After SLU climbed back to tie and force overtime, UMass had an opportunity to win the game following a five minute major on Saints’ Nolan Gluchowski–who also suffered a game misconduct with less than two minutes to go in regulation for contact to the head on Iacobellis as he crossed mid-ice.

Unfortunately, the Minutemen came up empty as they finished the tournament with just one power play goal despite a combined 13 chances for the weekend.

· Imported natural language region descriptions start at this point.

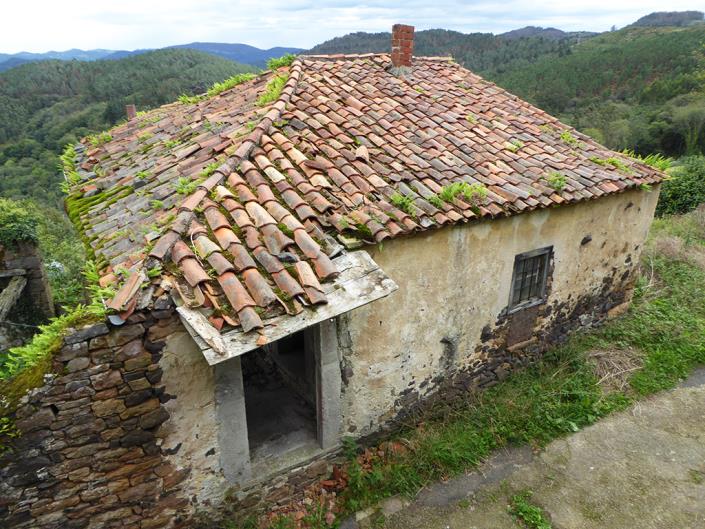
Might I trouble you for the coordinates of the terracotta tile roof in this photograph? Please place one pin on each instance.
(348, 150)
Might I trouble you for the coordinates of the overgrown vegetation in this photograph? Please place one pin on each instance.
(404, 203)
(473, 193)
(686, 187)
(556, 180)
(17, 224)
(559, 395)
(280, 62)
(49, 104)
(530, 515)
(230, 82)
(273, 90)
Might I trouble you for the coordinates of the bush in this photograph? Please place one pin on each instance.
(686, 188)
(16, 223)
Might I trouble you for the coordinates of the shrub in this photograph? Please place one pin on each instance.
(16, 223)
(685, 190)
(219, 88)
(280, 62)
(473, 193)
(556, 181)
(403, 202)
(273, 90)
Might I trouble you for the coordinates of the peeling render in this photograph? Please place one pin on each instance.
(447, 325)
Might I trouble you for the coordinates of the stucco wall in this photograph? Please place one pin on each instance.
(191, 436)
(456, 281)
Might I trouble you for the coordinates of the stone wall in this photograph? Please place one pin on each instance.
(90, 452)
(35, 306)
(447, 326)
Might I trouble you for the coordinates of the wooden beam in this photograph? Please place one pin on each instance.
(10, 295)
(360, 282)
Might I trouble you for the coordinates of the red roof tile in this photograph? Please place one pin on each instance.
(348, 148)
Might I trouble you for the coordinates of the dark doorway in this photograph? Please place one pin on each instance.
(279, 381)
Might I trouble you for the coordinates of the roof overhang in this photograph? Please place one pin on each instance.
(360, 282)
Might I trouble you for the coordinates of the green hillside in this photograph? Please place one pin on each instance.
(638, 88)
(48, 104)
(480, 52)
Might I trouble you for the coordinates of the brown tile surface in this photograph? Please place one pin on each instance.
(266, 190)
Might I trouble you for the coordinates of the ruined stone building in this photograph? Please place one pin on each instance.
(25, 297)
(310, 255)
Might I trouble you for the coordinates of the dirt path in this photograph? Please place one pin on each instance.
(643, 468)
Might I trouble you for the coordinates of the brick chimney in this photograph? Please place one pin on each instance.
(402, 45)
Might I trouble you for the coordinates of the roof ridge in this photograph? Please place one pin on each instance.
(339, 56)
(185, 215)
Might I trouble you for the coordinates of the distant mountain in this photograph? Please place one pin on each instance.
(80, 55)
(12, 62)
(670, 18)
(46, 104)
(482, 52)
(240, 53)
(546, 33)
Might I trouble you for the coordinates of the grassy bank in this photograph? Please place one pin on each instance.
(661, 340)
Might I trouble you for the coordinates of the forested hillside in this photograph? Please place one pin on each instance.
(639, 88)
(481, 52)
(47, 104)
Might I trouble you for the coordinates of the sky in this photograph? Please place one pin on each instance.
(37, 26)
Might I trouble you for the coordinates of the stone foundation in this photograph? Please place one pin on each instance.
(35, 305)
(89, 452)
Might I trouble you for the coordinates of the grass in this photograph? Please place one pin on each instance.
(613, 161)
(186, 186)
(530, 515)
(273, 90)
(404, 202)
(556, 181)
(558, 395)
(279, 62)
(474, 193)
(232, 82)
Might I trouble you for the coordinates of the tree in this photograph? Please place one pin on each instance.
(689, 121)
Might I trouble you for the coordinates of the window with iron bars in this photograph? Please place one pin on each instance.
(530, 276)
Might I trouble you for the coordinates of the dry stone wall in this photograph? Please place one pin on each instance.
(35, 305)
(89, 453)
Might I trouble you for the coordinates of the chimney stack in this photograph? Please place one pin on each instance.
(402, 45)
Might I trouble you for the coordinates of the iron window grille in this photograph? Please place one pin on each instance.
(529, 279)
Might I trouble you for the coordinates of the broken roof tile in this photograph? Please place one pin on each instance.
(353, 137)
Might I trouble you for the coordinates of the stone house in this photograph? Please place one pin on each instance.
(307, 256)
(25, 296)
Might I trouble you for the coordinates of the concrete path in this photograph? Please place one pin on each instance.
(643, 468)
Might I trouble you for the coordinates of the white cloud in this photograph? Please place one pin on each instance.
(40, 25)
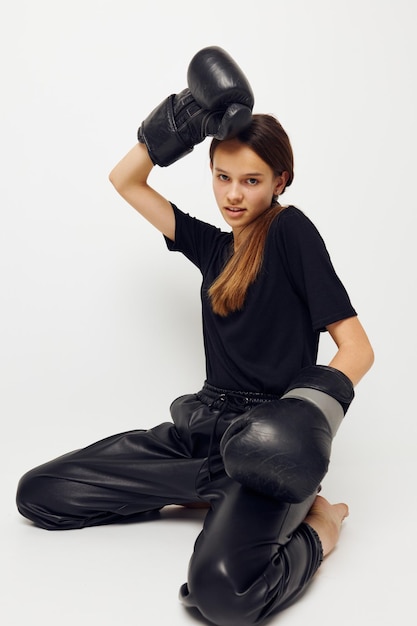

UMass can’t finish what it started against Vermont

The Minutemen opened the tournament against their conference foe the Catamounts (8-3-2, 4-2-1 HEA). This was a game that also counted toward Hockey East conference play, and despite another strong start, UMass ultimately fell 4-2.

The Minutemen opened scoring early in the first period with a goal by Jeszka (his third of the season) as he used the defenseman in front of him as a screen against UVM goalie Stefanos Lekkas just over two minutes into the game.

Defenseman Shane Bear followed up with another goal (his third of the season) just over a minute later as he wristed a shot in from the slot putting UMass up 2-0 by the end of the first period.

However, the game quickly turned in favor of the Catamounts as the second period progressed. The two goal lead dissipated for the Minutemen in less than two minutes.

“I think our defense just wasn’t making the plays that it was making in the first period,” Carvel told WHMP after the game. “I thought our defense did a really nice job of making plays to break their forecheck, an adjustment we made in our game plan from playing them a couple of weeks ago. I thought our defensemen in the first period were very good, and in the second period not so much.”

An odd man rush by UVM helped lead to the Catamount’s first goal as forward Derek Lordemeier scored his third of the season. Unfortunately, a penalty on UMass defenseman Ivan Chukarov still had to be served. This led to the second goal on the power play for UVM by sophomore Craig Puffer, tying the game at two.

In the third period Puffer scored his second goal of the game on yet another power play giving the Catamounts the 3-2 lead.

UVM’s empty net goal with just three seconds left in regulation put the game on ice for the Catamounts.

The Catamounts would go on to win the tournament, and while the Minutemen finished fourth Carvel still came away feeling positive about the results for UMass.

“When it was time to practice and it was time to play the games our guys were focused,” Carvel said to WHMP following the tournament. “That’s a really good sign and that wasn’t the case earlier in the season. What we’ll take away is that we played two top 20 teams.”